Background & Motivation

  1. Background: Accident Anticipation aims to estimate risk scores in real time from dashcam videos, triggering warnings when scores exceed a threshold. Existing methods formulate this as binary supervised learning—all frames in non-accident videos are labeled 0, while frames from the anomaly onset to the collision frame in accident videos are labeled 1.

  2. Limitations of Prior Work: The binary label paradigm has a fundamental flaw—it forces the model to treat all pre-collision frames as equally risky, ignoring the progressive nature of risk escalation. Manual annotation of "anomaly onset" frames is subjective and inconsistent across annotators, producing noisy supervision signals.

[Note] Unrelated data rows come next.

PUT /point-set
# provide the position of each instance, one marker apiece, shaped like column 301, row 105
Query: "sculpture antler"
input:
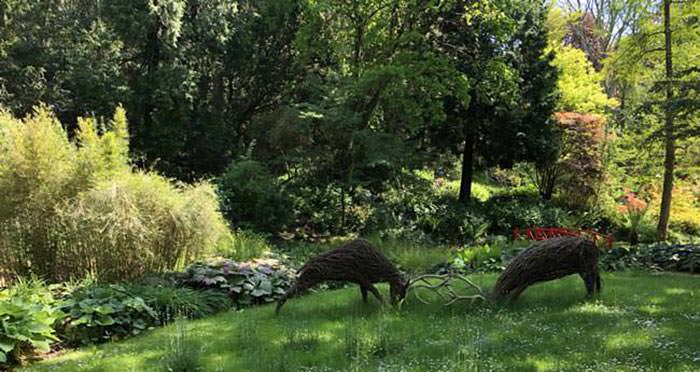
column 444, row 288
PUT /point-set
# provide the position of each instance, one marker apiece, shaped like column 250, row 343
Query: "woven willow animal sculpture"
column 548, row 260
column 356, row 262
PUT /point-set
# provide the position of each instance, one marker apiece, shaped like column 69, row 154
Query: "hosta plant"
column 98, row 313
column 27, row 315
column 247, row 283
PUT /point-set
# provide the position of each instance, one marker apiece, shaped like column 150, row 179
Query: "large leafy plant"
column 100, row 313
column 247, row 283
column 27, row 314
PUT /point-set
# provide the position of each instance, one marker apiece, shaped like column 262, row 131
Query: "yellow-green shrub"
column 70, row 209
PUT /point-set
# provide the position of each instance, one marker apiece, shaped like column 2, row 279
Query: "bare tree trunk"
column 670, row 157
column 465, row 186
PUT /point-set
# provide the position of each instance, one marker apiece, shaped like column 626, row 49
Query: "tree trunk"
column 465, row 186
column 669, row 135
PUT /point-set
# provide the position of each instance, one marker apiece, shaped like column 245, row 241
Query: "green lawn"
column 642, row 322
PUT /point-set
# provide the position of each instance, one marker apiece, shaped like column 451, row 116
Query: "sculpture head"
column 398, row 288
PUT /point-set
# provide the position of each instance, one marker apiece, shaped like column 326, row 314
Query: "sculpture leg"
column 375, row 292
column 589, row 280
column 363, row 289
column 514, row 294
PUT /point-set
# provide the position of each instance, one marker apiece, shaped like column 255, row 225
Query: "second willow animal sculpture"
column 548, row 260
column 356, row 262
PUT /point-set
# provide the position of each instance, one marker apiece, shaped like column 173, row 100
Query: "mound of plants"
column 99, row 313
column 247, row 283
column 27, row 315
column 71, row 208
column 658, row 257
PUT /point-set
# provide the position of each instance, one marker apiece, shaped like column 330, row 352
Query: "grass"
column 641, row 322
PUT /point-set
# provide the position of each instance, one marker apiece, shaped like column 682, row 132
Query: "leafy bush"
column 256, row 282
column 248, row 245
column 252, row 197
column 27, row 314
column 415, row 212
column 98, row 313
column 170, row 302
column 505, row 213
column 661, row 257
column 71, row 209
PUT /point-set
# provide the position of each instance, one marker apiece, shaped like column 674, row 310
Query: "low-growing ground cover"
column 641, row 322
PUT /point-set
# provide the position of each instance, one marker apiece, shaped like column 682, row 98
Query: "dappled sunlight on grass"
column 552, row 327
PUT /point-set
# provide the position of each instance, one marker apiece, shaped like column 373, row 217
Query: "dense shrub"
column 661, row 257
column 581, row 161
column 247, row 283
column 27, row 314
column 252, row 197
column 506, row 212
column 416, row 213
column 70, row 209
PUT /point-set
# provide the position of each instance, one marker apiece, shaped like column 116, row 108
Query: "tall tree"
column 500, row 47
column 669, row 135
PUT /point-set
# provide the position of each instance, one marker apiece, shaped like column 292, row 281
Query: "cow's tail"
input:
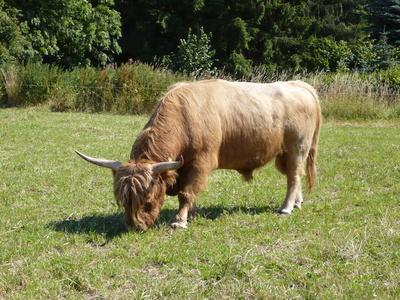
column 311, row 171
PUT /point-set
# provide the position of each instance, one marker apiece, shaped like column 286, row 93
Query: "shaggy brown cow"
column 215, row 124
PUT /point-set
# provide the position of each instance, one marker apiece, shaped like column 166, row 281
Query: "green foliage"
column 194, row 55
column 68, row 33
column 384, row 17
column 279, row 35
column 132, row 87
column 14, row 42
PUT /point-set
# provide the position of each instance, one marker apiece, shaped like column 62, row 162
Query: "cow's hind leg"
column 292, row 166
column 192, row 184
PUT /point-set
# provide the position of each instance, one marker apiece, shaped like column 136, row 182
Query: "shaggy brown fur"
column 216, row 124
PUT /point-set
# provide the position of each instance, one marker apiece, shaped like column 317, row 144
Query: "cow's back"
column 245, row 124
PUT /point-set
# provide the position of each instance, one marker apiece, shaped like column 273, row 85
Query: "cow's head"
column 139, row 187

  3. Key Challenge: In real driving scenarios, risk increases continuously (e.g., rising slowly when a driver is distracted, or spiking sharply when a pedestrian suddenly appears), yet binary labels cannot capture these intermediate states or scene-dependent risk dynamics.

  4. Goal: To learn temporally coherent and physically plausible risk evolution curves without relying on manually annotated anomaly onset frames, using only reliably annotated collision frames.

  5. Key Insight: The authors identify two key observations: (1) future frames contain stronger collision evidence, making model predictions on future frames more accurate and suitable as pseudo-supervision for current frames; (2) pre-collision risk generally follows a non-decreasing trend.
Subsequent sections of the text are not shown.